Going to try and track down the release where github fixed this issue and see if i can verify if its a part of our version of github enterprise or not. I'll also see if i can modify your curl to hit our instance and see if we get the same result. If it turns out to be a github issue is our only option to wait until our enterprise version gets updated with that fix?

chdsbd commented 3 years ago

Before #509 added full support for CodeOwners, Kodiak acted like update.always = true was set for pull requests that needed a Code Owner approval. So Kodiak would immediately update those pull requests.

If that behavior is acceptable you could revert #509 and create a new docker image to use until GitHub Enterprise is updated.

rdmulford commented 3 years ago

@chdsbd Gotcha thanks good to know thats an option. Im going to do some testing and verify the issue as well as test the fix you mentioned. Is there any chance you know the release where github released the fix for the issue?

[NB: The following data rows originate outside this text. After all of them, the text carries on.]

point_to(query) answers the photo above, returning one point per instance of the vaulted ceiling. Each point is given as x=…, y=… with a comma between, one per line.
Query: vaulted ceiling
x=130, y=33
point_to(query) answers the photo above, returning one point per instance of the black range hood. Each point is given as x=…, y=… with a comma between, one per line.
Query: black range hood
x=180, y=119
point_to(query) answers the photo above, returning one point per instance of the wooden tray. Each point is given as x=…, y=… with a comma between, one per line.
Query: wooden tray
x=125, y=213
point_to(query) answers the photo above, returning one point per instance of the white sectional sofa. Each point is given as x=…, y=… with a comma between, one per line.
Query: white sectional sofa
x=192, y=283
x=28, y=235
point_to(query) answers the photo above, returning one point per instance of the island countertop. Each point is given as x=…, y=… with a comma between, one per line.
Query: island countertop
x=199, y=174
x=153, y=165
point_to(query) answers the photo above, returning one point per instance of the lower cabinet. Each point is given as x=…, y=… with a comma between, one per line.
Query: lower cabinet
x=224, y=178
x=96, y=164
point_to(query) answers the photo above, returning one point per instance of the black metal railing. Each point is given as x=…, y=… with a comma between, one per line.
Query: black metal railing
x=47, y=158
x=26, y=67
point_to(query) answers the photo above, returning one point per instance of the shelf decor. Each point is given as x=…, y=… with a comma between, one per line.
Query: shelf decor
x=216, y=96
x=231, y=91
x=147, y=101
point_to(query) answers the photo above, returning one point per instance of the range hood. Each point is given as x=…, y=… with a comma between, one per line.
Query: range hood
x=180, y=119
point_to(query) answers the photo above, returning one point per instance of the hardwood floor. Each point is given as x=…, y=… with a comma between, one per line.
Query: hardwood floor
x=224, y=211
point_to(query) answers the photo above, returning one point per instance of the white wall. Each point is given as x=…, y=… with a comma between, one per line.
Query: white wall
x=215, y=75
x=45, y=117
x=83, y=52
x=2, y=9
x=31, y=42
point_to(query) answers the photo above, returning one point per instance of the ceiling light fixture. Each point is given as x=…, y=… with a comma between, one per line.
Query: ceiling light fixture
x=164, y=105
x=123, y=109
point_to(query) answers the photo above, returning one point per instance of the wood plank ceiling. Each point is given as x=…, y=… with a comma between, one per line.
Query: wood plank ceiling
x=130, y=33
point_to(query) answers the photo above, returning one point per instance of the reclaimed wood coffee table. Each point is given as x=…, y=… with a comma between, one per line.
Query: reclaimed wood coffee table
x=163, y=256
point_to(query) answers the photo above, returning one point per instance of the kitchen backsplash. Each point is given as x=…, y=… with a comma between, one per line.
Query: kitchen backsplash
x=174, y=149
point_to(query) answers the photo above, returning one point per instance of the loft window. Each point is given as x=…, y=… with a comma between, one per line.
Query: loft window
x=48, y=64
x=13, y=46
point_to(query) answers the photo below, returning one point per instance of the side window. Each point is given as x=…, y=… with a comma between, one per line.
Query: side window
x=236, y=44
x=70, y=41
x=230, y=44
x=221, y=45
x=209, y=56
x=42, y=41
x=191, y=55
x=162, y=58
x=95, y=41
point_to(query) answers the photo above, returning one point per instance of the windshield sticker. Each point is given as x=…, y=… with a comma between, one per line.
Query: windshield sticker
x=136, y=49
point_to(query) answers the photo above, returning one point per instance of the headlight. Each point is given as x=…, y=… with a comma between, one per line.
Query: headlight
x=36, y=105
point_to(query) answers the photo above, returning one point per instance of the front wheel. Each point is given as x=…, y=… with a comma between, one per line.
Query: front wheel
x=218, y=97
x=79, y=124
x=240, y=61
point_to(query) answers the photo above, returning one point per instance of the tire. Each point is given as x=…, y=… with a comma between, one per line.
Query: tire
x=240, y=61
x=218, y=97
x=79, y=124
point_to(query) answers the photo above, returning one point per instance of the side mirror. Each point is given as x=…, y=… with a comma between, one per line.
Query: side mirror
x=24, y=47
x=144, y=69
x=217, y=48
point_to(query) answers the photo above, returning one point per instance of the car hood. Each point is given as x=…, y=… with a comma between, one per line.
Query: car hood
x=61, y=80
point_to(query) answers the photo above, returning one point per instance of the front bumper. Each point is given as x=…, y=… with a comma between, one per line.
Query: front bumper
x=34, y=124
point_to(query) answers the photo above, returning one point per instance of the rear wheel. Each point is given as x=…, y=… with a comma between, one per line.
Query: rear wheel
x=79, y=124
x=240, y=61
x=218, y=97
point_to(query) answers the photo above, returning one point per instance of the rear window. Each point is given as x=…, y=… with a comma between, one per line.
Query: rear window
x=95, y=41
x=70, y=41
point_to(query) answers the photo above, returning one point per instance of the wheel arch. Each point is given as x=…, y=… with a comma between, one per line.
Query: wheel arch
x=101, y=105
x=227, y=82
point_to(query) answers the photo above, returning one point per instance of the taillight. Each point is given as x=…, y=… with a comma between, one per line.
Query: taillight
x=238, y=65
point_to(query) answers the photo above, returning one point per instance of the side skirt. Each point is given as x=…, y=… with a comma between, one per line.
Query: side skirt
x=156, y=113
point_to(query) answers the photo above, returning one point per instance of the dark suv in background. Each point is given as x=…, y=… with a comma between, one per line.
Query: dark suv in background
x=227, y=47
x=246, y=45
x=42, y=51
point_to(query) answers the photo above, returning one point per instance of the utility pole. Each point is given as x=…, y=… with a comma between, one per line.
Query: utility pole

If its not on hand dont worry about it I can keep looking for it. Thanks so much for the help by the way!

chdsbd commented 3 years ago

I opened a follow up ticket with GitHub asking which GitHub Enterprise version includes the fix. I’ll let you know their response.

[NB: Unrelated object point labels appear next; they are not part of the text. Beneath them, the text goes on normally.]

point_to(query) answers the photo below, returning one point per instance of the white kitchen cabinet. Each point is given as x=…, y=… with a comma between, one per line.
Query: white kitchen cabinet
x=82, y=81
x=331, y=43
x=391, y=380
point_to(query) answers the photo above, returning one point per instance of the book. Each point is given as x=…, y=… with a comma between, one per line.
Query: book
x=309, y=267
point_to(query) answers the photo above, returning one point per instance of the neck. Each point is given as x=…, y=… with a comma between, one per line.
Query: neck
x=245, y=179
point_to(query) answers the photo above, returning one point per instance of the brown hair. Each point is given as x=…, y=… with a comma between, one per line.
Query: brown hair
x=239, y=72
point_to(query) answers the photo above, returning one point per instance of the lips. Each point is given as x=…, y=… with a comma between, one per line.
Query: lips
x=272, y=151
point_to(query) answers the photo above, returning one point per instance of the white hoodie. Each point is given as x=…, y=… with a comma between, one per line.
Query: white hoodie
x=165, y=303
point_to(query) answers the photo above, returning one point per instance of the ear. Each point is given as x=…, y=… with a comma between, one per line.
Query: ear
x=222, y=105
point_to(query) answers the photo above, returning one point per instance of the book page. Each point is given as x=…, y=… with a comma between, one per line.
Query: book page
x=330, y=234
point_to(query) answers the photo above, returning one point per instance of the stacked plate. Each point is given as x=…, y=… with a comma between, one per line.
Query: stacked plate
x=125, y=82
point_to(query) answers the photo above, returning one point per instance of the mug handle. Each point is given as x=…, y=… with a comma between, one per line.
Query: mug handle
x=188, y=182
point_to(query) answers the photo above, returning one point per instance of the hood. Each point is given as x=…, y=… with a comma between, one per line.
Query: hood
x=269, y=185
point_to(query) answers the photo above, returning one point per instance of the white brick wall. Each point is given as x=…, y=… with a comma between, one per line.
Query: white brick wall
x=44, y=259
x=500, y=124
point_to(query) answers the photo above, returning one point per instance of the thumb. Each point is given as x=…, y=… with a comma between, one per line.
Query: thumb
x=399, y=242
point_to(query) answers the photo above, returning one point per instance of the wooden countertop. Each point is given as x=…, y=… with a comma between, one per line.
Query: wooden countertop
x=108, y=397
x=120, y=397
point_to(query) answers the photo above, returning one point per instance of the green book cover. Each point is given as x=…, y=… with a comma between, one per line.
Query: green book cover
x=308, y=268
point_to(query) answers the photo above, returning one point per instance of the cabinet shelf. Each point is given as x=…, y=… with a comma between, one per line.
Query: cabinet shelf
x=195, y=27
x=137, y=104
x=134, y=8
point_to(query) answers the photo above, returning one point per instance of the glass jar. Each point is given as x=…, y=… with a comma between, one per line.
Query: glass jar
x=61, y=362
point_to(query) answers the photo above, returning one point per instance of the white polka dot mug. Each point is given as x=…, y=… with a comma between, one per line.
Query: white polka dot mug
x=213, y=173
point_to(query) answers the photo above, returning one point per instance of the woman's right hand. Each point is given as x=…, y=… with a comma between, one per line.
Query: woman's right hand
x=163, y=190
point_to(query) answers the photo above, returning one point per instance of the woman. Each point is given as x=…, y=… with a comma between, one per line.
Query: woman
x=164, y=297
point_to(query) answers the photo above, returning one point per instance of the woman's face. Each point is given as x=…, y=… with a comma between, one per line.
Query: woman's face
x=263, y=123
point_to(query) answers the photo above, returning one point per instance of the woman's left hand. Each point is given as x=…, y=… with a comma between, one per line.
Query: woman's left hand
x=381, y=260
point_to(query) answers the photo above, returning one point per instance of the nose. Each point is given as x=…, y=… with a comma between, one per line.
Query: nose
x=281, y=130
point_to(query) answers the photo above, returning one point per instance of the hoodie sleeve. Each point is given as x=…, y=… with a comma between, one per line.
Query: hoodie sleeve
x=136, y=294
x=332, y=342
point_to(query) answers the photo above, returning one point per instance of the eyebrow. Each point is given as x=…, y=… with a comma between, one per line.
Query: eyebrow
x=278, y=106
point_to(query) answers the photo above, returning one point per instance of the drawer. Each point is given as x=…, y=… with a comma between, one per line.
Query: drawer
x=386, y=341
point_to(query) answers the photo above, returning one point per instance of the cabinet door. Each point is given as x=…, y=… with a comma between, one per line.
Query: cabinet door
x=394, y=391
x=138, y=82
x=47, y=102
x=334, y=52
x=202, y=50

chdsbd commented 3 years ago

I'm a little confused, but this is the response I got from GitHub support:

The fix is not dependent on any GHES version. It bothers around the level of permission granted to "GitHub Apps" in our codebase - if you recall, I was also able to reproduce the problem then using my GitHub App.

If your GHES customer is encountering a similar problem interacting with GitHub Apps, Could you ask them to raise a support ticket, so our Enterprise Support team can have a closer look?

chdsbd commented 3 years ago

Not sure if it helps, but my GitHub Support ticket numbers were #1043503 and #847108.

rdmulford commented 3 years ago

huh that is weird. its a github app permissions issue that only effects PRs requiring codeowner reviews? Im still gathering information but when i get the chance ill raise a support ticket with them. thanks for looking i appreciate it!

chdsbd commented 3 years ago

I got another reply from GitHub:

Thanks for the follow-up! I made some enquiry with folks in the enterprise support team and you're absolutely correct -sorry for my incorrect understanding.

We rolled out a fix for the enterprise version as well. The GHES version is 3.0.

rdmulford commented 3 years ago

Got it that makes more sense. I believe work to get us in 3.0 is in progress so we'll decide if we want to just wait for that to roll out or attempt to revert that change and deploy a separate version.